Song by Justin Bieber

from the album Swag
- Released: July 11, 2025
- Length: 3:13
- Label: Def Jam; ILH;
- Songwriters: Justin Bieber; Eddie Benjamin; Carter Lang; Dylan Wiggins; Daniel Chetrit; Tobias Jesso Jr.; Jackson Morgan;
- Producers: Bieber; Benjamin; Lang; Wiggins; Chetrit;

= Butterflies (Justin Bieber song) =

"Butterflies" is a song by Canadian singer Justin Bieber. It was released through Def Jam Recordings and ILH Productions as the sixth track from his seventh studio album, Swag, on July 11, 2025. The song was produced by Bieber himself, Eddie Benjamin, Carter Lang, Dylan Wiggins, and Daniel Chetrit, with the five of them writing it alongside Tobias Jesso Jr. and Jackson Morgan.

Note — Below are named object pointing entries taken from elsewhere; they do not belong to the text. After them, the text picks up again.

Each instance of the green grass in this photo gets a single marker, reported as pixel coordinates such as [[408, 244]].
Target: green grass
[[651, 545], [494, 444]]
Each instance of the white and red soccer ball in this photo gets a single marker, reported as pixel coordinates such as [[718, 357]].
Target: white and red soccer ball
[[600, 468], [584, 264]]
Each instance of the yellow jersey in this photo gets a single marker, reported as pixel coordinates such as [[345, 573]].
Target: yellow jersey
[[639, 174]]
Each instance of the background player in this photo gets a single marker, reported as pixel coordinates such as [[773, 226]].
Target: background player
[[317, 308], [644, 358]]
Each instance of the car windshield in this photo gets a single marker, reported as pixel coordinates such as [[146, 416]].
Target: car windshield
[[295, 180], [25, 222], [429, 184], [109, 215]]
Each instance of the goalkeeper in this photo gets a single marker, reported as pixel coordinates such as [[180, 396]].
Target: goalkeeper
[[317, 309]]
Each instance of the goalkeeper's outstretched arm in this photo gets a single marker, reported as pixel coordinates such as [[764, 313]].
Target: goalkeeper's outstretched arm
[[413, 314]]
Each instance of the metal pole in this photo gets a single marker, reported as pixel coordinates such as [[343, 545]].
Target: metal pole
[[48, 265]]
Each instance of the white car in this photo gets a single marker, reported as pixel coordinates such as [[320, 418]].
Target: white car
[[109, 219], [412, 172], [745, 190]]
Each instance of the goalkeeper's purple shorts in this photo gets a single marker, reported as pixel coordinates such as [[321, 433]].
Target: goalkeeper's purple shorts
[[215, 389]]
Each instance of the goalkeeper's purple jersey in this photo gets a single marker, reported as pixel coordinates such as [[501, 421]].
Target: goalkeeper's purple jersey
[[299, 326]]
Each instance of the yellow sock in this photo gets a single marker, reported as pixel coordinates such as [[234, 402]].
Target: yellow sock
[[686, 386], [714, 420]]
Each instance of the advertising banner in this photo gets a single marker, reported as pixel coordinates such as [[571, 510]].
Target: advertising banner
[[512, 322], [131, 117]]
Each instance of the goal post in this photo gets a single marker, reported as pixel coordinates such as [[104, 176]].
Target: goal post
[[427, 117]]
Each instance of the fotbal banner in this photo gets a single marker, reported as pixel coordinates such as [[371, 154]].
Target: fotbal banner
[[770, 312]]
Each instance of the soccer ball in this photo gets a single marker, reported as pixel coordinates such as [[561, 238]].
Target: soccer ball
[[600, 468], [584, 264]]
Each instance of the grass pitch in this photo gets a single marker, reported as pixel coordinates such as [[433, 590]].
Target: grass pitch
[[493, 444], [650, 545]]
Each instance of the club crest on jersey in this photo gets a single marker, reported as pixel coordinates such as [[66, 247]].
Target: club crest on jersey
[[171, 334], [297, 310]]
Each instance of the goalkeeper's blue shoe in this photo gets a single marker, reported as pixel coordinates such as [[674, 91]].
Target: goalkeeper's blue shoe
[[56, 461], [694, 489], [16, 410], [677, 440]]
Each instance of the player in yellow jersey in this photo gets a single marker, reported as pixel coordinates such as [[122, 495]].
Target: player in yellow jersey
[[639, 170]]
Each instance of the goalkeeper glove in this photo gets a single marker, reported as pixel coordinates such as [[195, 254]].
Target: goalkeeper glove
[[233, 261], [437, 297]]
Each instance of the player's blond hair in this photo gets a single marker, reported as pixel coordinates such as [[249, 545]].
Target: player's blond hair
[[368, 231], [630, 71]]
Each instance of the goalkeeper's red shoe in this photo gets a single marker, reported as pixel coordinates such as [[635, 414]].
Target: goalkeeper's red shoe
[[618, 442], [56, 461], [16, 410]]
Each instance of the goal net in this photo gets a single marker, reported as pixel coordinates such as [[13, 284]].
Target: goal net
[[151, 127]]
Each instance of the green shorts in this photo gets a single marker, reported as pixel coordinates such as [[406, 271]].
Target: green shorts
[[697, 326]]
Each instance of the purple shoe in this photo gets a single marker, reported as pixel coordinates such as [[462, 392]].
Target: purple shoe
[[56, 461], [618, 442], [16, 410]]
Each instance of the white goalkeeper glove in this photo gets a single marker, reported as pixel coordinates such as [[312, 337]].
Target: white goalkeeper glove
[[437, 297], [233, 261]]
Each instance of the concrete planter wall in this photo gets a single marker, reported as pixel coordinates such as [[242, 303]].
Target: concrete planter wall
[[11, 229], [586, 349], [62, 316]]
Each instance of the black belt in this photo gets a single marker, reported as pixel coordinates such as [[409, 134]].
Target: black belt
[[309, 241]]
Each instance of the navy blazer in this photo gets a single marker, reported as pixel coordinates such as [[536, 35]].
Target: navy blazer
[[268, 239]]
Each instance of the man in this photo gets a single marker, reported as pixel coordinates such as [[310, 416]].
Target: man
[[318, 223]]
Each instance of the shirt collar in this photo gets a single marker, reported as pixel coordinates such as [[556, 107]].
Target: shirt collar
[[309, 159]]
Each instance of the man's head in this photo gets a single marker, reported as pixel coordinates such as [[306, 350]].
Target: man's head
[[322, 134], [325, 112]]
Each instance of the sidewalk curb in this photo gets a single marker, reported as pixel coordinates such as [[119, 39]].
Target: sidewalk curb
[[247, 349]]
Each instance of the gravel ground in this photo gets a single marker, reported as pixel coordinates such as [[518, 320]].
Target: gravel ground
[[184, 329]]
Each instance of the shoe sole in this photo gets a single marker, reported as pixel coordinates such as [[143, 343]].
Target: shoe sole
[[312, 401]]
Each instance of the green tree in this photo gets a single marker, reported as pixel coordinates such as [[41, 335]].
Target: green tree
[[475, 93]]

==Composition and critical reception==
"Butterflies" starts with one of Bieber's encounters with paparazzi that happened on April 9, 2025, where he started off by saying: "You just want money / Money money money money". An R&B song with a pop influence, it shows Bieber being "open-hearted" and melodic with its "quivering guitar hook" being compared to American alternative rock band the Smashing Pumpkins. It was described as "a reflective Bieber who's more interested in dialing back the theatrics and upping the introspection" as he uses melisma. Lyndsey Havens of Billboard ranked it eighth among the album's tracks, summarizing: "as the sixth track on the album, it's clear he's nowhere near done running just yet", but "some things, he might be realizing, you can never really outrun anyway".

==Charts==

Chart performance for "Butterflies"
| Chart (2025–2026) | Peak position |
|---|---|
| Australia (ARIA) | 40 |
| Canada Hot 100 (Billboard) | 34 |
| Denmark (Tracklisten) | 39 |
| Global 200 (Billboard) | 34 |
| New Zealand (Recorded Music NZ) | 33 |
| Norway (IFPI Norge) | 100 |
| Sweden Heatseeker (Sverigetopplistan) | 10 |
| UK Christian Songs (Cross Rhythms) | 1 |
| US Billboard Hot 100 | 49 |

==Certifications==

Certifications for "Butterflies"
| Region | Certification | Certified units/sales |
| Brazil (Pro-Música Brasil) | Gold | 20,000^{‡} |
^{‡} Sales+streaming figures based on certification alone.